JEPARA | MATAMERDEKA.COM – Ketua DPRD Jepara, Agus Sutisna, menghadiri Dzikir Nasional yang digelar oleh Partai Persatuan Pembangunan (PPP) di kediaman mendiang KH Maimoen Zubair atau Mbah Moen, di Karangmangu, Sarang, Rembang, pada Rabu (12/2/2025). Acara yang berlangsung di Kompleks Ponpes Al-Anwar ini menjadi ajang penting bagi para tokoh PPP dan ulama untuk bersilaturahmi serta membahas isu strategis nasional dan keumatan.
Dzikir Nasional ini dihadiri oleh sejumlah petinggi PPP, termasuk Plt Ketua Umum PPP Mardiono, Sekjen Arwani Thomafi, serta Ketua Majelis Pertimbangan DPP PPP, Gus Romy. Kehadiran para habaib, ulama, santri, dan tokoh masyarakat semakin menambah khidmatnya acara yang berlangsung dari pukul 13.40 WIB hingga 16.50 WIB tersebut.

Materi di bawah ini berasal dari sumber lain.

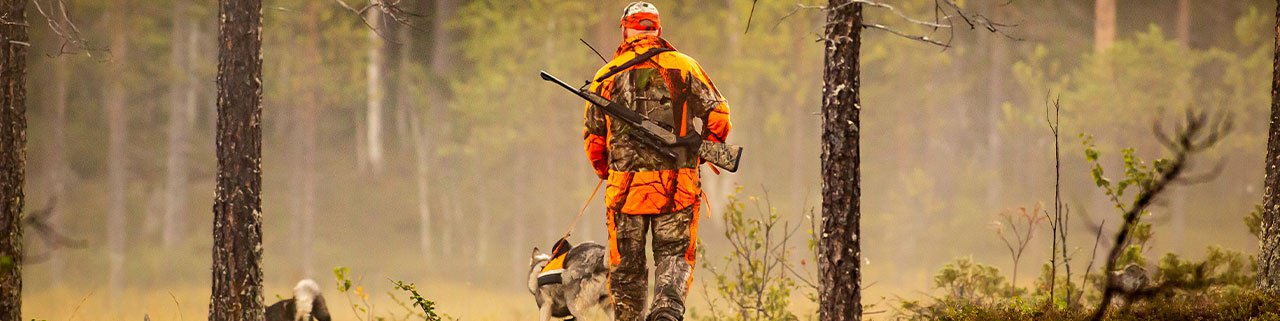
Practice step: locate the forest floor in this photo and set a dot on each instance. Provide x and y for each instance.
(191, 302)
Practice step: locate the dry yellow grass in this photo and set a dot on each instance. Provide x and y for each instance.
(191, 302)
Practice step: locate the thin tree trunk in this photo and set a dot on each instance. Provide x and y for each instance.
(59, 170)
(181, 117)
(374, 115)
(996, 73)
(840, 255)
(1184, 22)
(1269, 258)
(1178, 205)
(405, 86)
(1104, 24)
(237, 271)
(13, 152)
(423, 150)
(117, 161)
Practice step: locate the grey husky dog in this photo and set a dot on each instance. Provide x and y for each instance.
(583, 284)
(306, 305)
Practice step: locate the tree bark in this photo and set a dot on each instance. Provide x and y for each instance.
(237, 271)
(305, 152)
(1104, 24)
(374, 115)
(13, 152)
(117, 157)
(1269, 258)
(182, 109)
(839, 260)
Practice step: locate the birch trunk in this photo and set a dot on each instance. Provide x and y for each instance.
(1104, 24)
(117, 165)
(13, 152)
(1269, 258)
(374, 115)
(237, 271)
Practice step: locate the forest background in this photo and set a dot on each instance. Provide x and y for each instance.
(433, 154)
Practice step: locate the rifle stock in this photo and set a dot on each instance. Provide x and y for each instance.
(722, 155)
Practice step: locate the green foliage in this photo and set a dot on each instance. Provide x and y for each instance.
(1255, 220)
(1220, 267)
(753, 280)
(425, 306)
(416, 307)
(968, 280)
(1137, 175)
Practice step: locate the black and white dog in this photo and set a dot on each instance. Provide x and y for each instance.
(583, 284)
(306, 305)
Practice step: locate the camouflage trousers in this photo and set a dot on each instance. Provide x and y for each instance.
(675, 239)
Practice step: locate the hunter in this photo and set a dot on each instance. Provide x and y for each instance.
(648, 192)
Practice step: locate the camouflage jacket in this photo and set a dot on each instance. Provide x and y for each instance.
(672, 90)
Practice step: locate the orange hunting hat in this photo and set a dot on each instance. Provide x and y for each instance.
(640, 15)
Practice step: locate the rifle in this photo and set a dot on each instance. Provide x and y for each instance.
(658, 138)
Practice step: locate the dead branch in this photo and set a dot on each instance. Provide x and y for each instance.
(59, 21)
(945, 12)
(389, 8)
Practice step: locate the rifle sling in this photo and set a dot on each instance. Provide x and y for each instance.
(634, 62)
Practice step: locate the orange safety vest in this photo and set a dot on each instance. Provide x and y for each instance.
(663, 189)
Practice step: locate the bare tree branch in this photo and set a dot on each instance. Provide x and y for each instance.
(389, 8)
(944, 13)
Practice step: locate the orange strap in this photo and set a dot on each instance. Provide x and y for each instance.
(571, 225)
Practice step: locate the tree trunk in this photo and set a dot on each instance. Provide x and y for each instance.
(1104, 24)
(305, 148)
(182, 108)
(1269, 258)
(840, 256)
(423, 150)
(1184, 22)
(237, 271)
(117, 161)
(59, 169)
(13, 152)
(374, 115)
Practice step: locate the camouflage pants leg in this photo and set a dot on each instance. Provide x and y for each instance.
(629, 275)
(675, 239)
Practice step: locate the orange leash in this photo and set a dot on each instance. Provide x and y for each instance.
(571, 225)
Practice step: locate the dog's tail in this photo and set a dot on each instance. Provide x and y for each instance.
(305, 296)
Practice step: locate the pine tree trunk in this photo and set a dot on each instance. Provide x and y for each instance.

Rangkaian acara dimulai dengan doa dan zikir bersama yang dipimpin oleh para ulama, kemudian dilanjutkan dengan penyampaian pandangan dari para tokoh PPP, termasuk putra Mbah Moen, KH Idror Maimoen (Gus Idror), Gus Romy, serta Plt Ketua Umum PPP Mardiono. Dalam kesempatan ini, juga dibacakan Maklumat Sarang yang berisi delapan poin penting terkait kondisi nasional dan internasional, seperti dukungan terhadap kebijakan pemerintahan Presiden Prabowo Subianto, solidaritas terhadap Palestina, serta seruan pemberantasan judi online yang merusak nilai-nilai keluarga Indonesia.
Mardiono menegaskan bahwa kegiatan ini menjadi bagian dari rangkaian pra-Muktamar PPP yang akan digelar pada April mendatang. “Alhamdulillah, acara ini berjalan lancar dan dihadiri banyak tokoh penting. Kami semua berdoa agar Muktamar PPP mendatang dapat menjadi momentum kebangkitan partai,” ungkapnya.
Terkait pemilihan Ketua Umum PPP, Mardiono menyatakan bahwa partai membuka peluang bagi semua kader terbaik untuk berkompetisi secara sehat demi kejayaan PPP. “Kami ingin PPP dipimpin oleh sosok yang memiliki komitmen tinggi terhadap perjuangan partai dan kemaslahatan umat,” tambahnya.
Ketua DPRD Jepara, Agus Sutisna, turut memberikan apresiasi terhadap acara ini. Ia menilai Dzikir Nasional bukan hanya menjadi wadah silaturahmi, tetapi juga sebagai sarana memperkuat ukhuwah Islamiyah dan kesolidan kader PPP. “Saya merasa terhormat bisa hadir dalam acara ini. Selain bisa bersilaturahmi dengan para ulama dan habaib, saya juga berkesempatan sowan kepada putra-putra Mbah Moen, KH Ubab Maimoen dan KH Idror Maimoen. Ini adalah momen yang penuh dengan doa dan harapan baik bagi bangsa,” ujar Agus Sutisna.
Ia juga berharap agar Muktamar PPP mendatang dapat menjadi ajang konsolidasi untuk memperkuat partai dan memberikan dampak positif bagi bangsa dan daerah. “PPP harus terus berkontribusi dalam menyelesaikan berbagai tantangan bangsa, khususnya di bidang ekonomi, sosial, dan politik,” tegasnya.
Dengan semangat kebersamaan dan doa, Dzikir Nasional ini diharapkan menjadi titik awal dalam menyongsong Muktamar PPP serta memperkuat komitmen partai dalam mengabdi kepada agama, bangsa, dan negara.